Warrants were issued for all nine defendants Thursday. Andrea Kelly, the mother of Danieal (pronounced "Danielle"), was charged with murder and father Daniel Kelly, who did not live with the family, was charged with child endangerment.

Andrea Kelly, 39, not only refused to get her daughter food, water and medical treatment, the grand jury report said, she repeatedly prevented one of her other children from calling an ambulance "for his obviously dying sister."

A listing for Andrea Kelly's attorney, Vincent Giusini, rang unanswered Thursday. It was not immediately clear if Daniel Kelly, 37, had an attorney.

The report describes an incomprehensible situation in which two DHS workers, two workers from a private social services agency and three of Andrea Kelly's friends either saw or were told of what was happening to Danieal, yet did nothing until after she died. That's when they scrambled to cover-up their inaction, authorities said.

Department of Human Services commissioner Anne Marie Ambrose, who has only been in office a month, said she is intent on improving child safety and worker accountability in an agency that has repeatedly been accused of failing to protect children.

"Many, many things have changed and will continue to change," Ambrose said at a news conference. "We're moving in the right directions."

Still, she briefly broke down when asked if she had seen pictures of Danieal in the report. One is a gruesome photo of her corpse.

Ambrose said the two employees charged in the grand jury report have been suspended with intent to dismiss.

City social worker Dana Poindexter was charged with child endangerment. The grand jury accused him of "less than meager" efforts to look into several reports over three years that Danieal, who had cerebral palsy and used a wheelchair, was not receiving medical care, social services or schooling.

"He did not complete a single investigation or risk assessment," the report said. "Indeed, his file on the family was buried at the bottom of a filing cabinet-sized box, beneath food wrappers and unopened envelopes relating to other children's cases."

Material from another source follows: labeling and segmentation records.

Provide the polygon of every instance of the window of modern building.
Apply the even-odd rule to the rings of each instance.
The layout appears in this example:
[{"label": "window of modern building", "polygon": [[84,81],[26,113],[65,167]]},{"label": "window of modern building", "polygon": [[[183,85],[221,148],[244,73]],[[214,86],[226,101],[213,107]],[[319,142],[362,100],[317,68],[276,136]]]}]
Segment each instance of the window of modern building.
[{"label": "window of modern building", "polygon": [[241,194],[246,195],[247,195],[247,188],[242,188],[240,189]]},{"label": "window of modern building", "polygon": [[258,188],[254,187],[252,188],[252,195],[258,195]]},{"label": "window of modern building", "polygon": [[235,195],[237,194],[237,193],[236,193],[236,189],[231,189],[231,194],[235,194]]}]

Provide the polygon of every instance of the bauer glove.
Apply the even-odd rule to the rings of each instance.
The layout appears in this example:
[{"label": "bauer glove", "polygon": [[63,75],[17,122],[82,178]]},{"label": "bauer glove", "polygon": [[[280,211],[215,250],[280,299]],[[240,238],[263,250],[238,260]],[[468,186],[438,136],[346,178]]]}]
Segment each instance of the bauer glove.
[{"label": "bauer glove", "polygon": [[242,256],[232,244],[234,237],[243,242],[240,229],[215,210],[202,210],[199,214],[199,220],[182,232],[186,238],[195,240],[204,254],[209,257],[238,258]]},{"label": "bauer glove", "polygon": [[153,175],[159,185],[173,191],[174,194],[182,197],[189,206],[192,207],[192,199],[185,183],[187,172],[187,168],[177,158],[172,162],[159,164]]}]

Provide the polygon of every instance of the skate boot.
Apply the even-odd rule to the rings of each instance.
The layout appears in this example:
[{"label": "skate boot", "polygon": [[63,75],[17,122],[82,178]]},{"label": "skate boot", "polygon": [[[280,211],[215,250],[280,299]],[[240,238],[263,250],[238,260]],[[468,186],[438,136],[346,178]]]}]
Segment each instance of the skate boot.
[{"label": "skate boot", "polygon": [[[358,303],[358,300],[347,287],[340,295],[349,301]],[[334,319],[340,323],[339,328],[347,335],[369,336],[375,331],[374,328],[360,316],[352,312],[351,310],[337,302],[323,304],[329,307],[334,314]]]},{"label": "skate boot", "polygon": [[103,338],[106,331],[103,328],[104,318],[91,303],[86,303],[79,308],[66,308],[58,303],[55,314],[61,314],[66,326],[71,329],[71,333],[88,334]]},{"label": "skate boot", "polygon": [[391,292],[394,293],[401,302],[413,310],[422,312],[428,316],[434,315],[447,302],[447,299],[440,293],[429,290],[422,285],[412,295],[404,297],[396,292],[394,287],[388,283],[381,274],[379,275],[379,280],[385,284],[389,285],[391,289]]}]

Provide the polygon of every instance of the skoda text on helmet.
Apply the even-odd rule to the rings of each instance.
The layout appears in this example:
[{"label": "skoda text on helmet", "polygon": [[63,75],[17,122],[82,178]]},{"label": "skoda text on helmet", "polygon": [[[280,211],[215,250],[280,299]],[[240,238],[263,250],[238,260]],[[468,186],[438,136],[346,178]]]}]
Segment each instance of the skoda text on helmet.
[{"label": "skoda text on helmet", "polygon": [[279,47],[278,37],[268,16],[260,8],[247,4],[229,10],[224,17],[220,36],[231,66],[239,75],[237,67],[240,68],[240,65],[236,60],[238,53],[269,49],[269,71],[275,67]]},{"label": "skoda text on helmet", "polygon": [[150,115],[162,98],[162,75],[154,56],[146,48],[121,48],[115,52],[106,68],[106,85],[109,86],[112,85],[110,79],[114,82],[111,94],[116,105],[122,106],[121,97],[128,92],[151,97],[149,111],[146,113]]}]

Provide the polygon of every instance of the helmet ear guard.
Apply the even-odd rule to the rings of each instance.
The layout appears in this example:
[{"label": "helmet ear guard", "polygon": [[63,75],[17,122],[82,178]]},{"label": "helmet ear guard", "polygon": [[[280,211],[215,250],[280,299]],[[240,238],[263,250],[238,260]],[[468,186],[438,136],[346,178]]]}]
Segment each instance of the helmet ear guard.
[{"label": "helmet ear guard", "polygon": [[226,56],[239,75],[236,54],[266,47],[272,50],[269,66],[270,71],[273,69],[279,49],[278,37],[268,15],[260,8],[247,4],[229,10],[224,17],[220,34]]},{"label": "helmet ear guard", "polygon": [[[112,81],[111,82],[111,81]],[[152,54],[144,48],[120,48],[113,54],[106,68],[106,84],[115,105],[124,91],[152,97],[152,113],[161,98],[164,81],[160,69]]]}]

A message left for Poindexter's attorney was not immediately returned Thursday.

Another city employee, Laura Sommerer, faces a child endangerment charge. She wrote in a report five weeks before Danieal's death that "the children appeared safe and comfortable" in the Kelly house in the Parkside neighborhood, according to grand jurors.

Sommerer's attorney, Lisa Dykstra, declined to comment Thursday.

Two employees of MultiEthnic Behavioral Health, a now-defunct company that DHS hired to provide social services to Danieal, falsified documents to cover up the fact they rarely, if ever, checked on her, the grand jury said.

Julius Murray and Mickal Kamuvaka were charged with involuntary manslaughter and tampering with public records. An e-mail sent to Kamuvaka was not immediately returned. Contact information for Murray could not immediately be located.

Also charged were Andrea Miles, Marie Moses and Diamond Brantley, all of Philadelphia, who were friends with Andrea Kelly.

The report accuses them of perjury for telling grand jurors that Danieal had been fine on Aug. 3, 2006, the day before her festering remains were removed from a filthy mattress in the stifling house.

It was not immediately clear if they had attorneys.

The grand jury's report should "outrage the entire Philadelphia community" and bring about "earth-shattering, cataclysmic changes" at the Department of Human Services, Abraham said.

Too many reports have repeatedly documented the same problems at the agency, which Abraham said has given only "lip service to halfhearted corrective action" over the past 20 years. At least 55 children have died under the agency's watch, she said.

"The DHS agency has been ... in total meltdown and free fall," Abraham said. "You can't continue to bury these children and say things are getting better when they're not."